Hingga sekarang, perbincangan mengenai akhir era PC masih jadi perdebatan. Dari data analis, penjualan masih terlihat menurun. Namun pertanyaannya, apa saja variabel perhitungan mereka? Mengapa sampai kini produsen tidak ragu mengenalkan komponen, notebook gaming, mini PC, serta komputer spesialis profesional baru ketika ranah ini dinyatakan ‘sekarat’?
Asus BU201LA-DT021G ialah salah satu dari banyak ultrabook yang diperkenalkan paska periode peralihan besar tersebut. Ia mengambil wujud layaknya sebuah laptop, namun BU201LA mempunyai fungsi serta misi lebih jelas dibanding varian hiburan multimedia. Ia diracik khusus luar dan dalam untuk kebutuhan bisnis serta aktivitas produktif, turut ditandai dengan kehadiran brand Asuspro.

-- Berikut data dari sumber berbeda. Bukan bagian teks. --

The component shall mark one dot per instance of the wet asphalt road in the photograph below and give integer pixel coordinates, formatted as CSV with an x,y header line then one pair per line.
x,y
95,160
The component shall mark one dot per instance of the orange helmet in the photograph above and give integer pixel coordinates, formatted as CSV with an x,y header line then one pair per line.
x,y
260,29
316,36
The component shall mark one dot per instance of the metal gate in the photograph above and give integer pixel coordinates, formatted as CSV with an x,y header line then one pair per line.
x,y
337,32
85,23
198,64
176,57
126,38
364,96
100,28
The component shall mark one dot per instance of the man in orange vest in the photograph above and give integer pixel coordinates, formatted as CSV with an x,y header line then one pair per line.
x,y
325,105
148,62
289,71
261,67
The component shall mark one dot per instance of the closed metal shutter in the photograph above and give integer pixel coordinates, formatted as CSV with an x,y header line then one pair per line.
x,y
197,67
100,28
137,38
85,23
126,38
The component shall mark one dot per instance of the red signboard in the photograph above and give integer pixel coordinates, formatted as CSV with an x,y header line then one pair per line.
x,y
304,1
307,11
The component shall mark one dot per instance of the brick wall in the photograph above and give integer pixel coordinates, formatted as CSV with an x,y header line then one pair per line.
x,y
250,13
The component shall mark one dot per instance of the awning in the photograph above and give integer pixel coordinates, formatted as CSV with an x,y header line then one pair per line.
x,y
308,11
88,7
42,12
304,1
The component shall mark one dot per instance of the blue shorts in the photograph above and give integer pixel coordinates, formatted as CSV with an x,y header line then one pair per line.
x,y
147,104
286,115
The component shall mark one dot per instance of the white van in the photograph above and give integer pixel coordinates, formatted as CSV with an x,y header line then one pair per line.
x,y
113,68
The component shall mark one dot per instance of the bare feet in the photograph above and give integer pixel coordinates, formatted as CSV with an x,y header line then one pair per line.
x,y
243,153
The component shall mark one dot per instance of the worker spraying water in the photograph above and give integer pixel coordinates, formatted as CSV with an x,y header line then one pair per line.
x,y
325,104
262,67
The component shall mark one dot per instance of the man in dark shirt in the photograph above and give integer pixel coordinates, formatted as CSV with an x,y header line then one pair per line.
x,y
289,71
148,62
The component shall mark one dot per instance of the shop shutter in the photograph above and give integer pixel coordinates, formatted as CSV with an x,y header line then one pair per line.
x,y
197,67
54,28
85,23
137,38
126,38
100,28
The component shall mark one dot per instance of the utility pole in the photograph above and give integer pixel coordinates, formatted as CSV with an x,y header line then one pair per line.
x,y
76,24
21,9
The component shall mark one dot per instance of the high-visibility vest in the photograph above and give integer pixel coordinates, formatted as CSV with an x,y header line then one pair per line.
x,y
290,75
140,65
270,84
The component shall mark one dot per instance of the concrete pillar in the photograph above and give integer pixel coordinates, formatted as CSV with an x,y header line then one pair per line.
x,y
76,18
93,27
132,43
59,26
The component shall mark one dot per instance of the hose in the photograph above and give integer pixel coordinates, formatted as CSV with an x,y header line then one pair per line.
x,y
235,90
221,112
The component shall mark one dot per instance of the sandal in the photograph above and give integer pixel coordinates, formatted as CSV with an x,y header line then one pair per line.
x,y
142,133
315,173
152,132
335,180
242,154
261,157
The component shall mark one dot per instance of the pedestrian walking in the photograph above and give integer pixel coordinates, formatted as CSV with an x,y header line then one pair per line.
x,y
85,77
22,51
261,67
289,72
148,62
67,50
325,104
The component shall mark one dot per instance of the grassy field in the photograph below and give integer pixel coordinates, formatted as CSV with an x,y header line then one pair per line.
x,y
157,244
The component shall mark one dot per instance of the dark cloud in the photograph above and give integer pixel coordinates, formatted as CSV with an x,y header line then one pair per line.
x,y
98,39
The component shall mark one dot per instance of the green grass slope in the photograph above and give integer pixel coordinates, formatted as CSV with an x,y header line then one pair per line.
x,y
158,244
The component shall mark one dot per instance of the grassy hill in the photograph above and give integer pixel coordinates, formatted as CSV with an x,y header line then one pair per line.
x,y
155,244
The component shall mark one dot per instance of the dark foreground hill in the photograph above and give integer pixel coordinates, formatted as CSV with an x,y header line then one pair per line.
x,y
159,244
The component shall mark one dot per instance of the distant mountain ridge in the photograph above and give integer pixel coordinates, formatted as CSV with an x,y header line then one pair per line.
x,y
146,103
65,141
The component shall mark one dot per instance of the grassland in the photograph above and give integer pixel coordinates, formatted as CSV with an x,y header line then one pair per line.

Selama tiga minggu saya mendapatkan kesempatan untuk menguji unit review Asus BU201LA, dan akhirnya siap sharing pengalamannya ke Anda semua. Asus selalu menuliskan moto sekaligus mantra mereka di hampir semua produk: in search of incredible. Ulasan ini diharapkan bisa menjadi jawaban soal apakah Asus berhasil menemukan ‘faktor luar biasa’ itu, atau malah tersesat dalam pencariannya.
Design, build quality, connectivity
Ingatkah Anda pada wujud konservatif notebook-notebook bisnis yang dilepas kurang-lebih satu dekade silam? Asus BU201LA tampaknya memegang setia rancangan lawas tersebut, ditambah sedikit bumbu ultra-thin ala ultrabook. Penilaian terharap penampilannya kembali pada minat dan preferensi Anda. BU201LA tidak istimewa, tapi saya pribadi menyukai presentasi ini. Ia simpel, seolah-olah memberikan kesan serius dan to-the-point.

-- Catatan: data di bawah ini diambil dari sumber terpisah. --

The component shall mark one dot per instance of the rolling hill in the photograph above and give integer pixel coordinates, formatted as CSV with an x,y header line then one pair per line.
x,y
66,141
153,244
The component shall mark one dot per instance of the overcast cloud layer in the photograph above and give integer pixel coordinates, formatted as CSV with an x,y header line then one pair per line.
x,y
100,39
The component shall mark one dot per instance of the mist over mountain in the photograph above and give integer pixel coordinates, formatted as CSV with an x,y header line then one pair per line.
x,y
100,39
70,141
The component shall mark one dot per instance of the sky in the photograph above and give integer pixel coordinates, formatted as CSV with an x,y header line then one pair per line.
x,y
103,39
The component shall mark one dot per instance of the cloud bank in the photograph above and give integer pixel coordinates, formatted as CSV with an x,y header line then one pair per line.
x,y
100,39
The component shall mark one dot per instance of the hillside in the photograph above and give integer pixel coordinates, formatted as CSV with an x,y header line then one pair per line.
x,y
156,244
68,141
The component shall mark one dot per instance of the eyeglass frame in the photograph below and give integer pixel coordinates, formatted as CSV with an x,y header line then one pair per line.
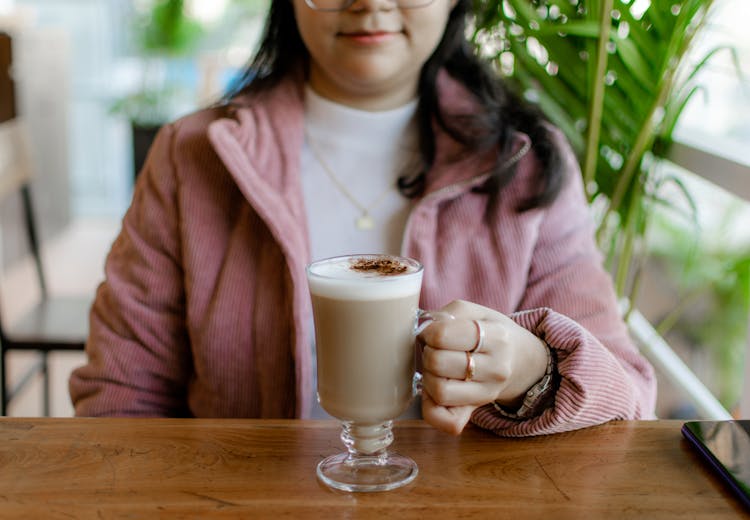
x,y
348,3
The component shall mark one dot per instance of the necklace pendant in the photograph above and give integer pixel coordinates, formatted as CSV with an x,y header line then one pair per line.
x,y
364,222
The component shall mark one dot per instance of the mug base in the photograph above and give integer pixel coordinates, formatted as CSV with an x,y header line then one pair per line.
x,y
361,473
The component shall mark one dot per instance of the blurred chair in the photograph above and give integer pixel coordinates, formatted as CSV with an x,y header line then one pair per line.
x,y
52,324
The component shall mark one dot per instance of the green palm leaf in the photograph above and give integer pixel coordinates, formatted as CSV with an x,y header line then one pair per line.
x,y
618,70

Tubuh Asus BU201LA-DT021G merupakan perpaduan material aluminium dan plastik berwarna hitam. Sisi punggunggnya doff, dengan logo Asus berada di tengah. Ketika layar dibuka, komposisi hitam turut mengisi bingkai, papan ketik serta palm rest. Perbedaan hanya terdapat pada tekstur. Frame tersebut terbuat dari plastik – begitu pula panel bawah, tapi area keyboard sendiri memanfaatkan logam.
Kualitas build-nya cukup baik. Sambungan antara bagian panel dan engsel di tubuhnya kokoh, dan terkadang Anda harus menggunakan kedua tangan saat menyesuaikan sudut layar – dapat terbuka seluas 180 derajat. Keseluruhan desain BU201LA sangat ringkas, dipadu bobot ringan di 1,3-kilogram dan ketebalan 2,1-sentimeter, mudah bagi saya untuk menyelipkan notebook di tas. Kekurangannya terletak pada ketiadaan akses langsung ke bagian dalam. Anda harus melepas baut serta mencongkel panel dengan obeng kecil secara hati-hati.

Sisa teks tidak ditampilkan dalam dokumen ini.